The complete system. HeadServer handles lifecycle; the three core servers handle data flow. HTTP throughout.

Agent Servers: The Orchestration Layer 7 types

Agent servers are the conductors of the system. They receive a task via POST /run, execute the full loop — call the model, extract function calls, dispatch them to the resources server, feed results back, repeat — and then call /verify to return a reward. What makes the design interesting is that "orchestration" is not one-size-fits-all. NeMo Gym ships seven distinct agents, each encoding a different loop pattern.

Seven Agent Implementations simple_agent Tool-augmented while loop.

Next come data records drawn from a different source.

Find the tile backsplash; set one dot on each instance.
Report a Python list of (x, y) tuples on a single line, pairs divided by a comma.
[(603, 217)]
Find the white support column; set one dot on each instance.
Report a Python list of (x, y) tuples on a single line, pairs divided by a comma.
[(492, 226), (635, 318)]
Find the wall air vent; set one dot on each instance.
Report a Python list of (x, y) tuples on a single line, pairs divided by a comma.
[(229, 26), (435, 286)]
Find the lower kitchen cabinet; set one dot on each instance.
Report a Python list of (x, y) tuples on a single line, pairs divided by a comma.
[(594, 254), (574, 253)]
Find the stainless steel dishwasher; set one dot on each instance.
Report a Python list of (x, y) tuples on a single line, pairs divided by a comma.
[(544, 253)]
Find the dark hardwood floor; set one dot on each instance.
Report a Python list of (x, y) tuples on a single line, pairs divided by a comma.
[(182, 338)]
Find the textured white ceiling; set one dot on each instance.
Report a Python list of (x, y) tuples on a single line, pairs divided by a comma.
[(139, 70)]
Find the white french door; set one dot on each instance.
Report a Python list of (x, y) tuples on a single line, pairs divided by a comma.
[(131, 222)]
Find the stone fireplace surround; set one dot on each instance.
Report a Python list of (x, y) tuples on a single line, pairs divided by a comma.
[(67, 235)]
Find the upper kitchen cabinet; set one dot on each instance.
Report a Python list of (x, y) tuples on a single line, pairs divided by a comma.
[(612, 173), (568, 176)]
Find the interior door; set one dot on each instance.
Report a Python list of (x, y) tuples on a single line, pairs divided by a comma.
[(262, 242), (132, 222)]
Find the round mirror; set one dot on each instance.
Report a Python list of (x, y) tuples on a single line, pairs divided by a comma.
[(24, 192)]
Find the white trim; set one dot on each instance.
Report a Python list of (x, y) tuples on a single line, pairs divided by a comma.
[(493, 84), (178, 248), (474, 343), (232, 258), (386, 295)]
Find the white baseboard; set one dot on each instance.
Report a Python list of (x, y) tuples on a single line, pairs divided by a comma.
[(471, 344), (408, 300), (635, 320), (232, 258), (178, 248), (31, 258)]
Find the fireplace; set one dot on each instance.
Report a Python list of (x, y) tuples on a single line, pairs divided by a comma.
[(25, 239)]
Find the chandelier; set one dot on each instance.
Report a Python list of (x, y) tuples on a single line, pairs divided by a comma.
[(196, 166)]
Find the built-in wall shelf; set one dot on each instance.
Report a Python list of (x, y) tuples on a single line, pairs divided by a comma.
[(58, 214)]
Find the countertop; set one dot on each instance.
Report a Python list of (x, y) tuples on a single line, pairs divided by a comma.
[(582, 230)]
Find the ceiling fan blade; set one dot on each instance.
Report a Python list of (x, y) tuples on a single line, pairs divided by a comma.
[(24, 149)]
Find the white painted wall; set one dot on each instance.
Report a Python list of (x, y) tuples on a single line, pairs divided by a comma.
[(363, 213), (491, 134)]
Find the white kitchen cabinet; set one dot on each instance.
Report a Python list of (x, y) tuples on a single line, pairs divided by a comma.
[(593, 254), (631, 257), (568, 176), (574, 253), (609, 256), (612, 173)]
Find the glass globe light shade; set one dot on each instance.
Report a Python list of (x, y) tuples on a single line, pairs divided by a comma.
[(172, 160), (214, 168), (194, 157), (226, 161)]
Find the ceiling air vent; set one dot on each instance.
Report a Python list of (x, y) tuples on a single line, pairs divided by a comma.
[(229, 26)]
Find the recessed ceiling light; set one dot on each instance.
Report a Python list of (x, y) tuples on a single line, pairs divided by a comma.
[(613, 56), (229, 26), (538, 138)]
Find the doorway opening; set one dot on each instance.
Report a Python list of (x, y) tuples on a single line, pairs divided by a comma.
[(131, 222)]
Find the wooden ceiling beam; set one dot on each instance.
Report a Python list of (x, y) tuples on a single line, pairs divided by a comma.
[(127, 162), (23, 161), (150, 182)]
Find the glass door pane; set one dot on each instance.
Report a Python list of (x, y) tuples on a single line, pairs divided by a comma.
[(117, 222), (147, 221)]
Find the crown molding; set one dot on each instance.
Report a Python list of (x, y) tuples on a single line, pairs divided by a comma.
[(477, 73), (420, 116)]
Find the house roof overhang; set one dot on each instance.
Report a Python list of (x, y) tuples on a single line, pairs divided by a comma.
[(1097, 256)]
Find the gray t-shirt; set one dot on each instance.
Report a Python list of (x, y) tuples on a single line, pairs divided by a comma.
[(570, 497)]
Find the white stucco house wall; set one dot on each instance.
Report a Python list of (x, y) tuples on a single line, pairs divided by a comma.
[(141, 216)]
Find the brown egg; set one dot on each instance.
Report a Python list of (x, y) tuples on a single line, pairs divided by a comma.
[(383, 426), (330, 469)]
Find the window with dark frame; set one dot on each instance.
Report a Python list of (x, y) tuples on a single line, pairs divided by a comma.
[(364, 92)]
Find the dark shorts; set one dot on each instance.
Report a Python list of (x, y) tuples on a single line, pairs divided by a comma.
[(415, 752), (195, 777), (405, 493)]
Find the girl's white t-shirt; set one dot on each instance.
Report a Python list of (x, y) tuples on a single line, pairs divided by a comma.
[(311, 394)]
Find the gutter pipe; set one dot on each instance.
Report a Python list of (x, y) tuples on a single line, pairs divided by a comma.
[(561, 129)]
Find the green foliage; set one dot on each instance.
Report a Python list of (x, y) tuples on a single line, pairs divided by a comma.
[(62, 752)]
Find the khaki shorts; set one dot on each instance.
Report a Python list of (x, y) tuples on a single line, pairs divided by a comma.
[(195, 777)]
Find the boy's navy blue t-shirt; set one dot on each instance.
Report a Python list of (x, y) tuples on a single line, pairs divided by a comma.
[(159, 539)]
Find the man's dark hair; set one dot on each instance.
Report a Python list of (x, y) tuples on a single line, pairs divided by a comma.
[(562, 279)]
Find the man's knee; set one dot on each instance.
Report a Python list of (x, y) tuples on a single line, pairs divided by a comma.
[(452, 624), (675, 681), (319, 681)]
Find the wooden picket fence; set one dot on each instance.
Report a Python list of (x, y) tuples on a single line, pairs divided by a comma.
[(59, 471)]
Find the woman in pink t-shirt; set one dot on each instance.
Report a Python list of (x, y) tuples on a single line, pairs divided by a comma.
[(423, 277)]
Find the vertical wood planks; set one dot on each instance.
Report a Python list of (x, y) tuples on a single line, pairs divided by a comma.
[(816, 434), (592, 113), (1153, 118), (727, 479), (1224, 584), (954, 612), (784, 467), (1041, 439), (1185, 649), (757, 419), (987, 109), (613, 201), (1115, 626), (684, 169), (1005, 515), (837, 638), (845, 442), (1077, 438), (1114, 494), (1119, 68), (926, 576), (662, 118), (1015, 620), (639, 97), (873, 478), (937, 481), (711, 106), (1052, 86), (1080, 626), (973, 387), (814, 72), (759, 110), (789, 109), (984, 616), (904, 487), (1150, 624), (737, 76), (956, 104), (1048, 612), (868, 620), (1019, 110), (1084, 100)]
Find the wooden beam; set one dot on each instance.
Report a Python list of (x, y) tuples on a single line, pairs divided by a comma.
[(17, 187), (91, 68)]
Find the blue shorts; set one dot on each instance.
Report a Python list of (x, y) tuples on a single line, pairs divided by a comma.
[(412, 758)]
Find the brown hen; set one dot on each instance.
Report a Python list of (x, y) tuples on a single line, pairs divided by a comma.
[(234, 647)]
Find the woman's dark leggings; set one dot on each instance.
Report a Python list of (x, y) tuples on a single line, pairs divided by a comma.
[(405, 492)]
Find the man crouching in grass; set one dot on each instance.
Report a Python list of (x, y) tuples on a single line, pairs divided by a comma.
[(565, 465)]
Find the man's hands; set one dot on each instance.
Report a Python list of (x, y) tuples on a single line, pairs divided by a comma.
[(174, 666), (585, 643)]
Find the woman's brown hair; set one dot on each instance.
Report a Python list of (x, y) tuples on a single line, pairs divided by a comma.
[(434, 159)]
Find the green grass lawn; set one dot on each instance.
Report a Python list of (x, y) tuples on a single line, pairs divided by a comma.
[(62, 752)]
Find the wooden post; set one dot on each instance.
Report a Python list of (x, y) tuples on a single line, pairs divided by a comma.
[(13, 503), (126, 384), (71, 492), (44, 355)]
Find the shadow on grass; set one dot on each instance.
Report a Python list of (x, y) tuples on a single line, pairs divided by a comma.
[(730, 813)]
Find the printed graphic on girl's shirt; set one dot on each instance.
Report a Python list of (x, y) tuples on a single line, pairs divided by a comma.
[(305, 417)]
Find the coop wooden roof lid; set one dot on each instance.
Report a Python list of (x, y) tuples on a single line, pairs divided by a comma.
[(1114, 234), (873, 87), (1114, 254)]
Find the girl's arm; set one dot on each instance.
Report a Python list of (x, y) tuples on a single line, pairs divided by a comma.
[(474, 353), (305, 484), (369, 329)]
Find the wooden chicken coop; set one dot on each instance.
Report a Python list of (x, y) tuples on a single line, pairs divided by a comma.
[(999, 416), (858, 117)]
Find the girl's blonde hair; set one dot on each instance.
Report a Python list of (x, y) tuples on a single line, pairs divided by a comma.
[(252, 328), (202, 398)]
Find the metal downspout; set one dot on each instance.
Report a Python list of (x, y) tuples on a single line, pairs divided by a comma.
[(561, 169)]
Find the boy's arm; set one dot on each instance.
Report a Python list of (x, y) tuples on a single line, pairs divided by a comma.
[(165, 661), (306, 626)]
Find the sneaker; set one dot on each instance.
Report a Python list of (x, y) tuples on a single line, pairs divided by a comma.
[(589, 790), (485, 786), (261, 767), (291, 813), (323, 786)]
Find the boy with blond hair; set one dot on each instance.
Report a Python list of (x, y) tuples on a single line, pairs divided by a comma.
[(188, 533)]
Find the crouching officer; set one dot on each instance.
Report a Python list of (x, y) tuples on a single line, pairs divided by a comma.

Call → extract → dispatch → repeat. aviary_agent RL gym environments. seed_session → step → verify → close. proof_refinement_agent Error-feedback loop for formal proofs. No tool calls — model ↔ verifier only. tool_simulation_agent Single call + single verify. Tool use simulated inside verifier. verifiers_agent External verifiers library. Preserves token IDs + logprobs for RL. mini_swe_agent SWE-gym via Ray. Docker + Singularity. swe_agents Full SWE-bench. 100 turns, 4 frameworks. All inherit from SimpleResponsesAPIAgent → SimpleServer → BaseServer for shared endpoint registration, health checks & session middleware. ← workhorse

Seven agents, seven loop patterns. The shared base class provides infrastructure; each leaf defines behavior.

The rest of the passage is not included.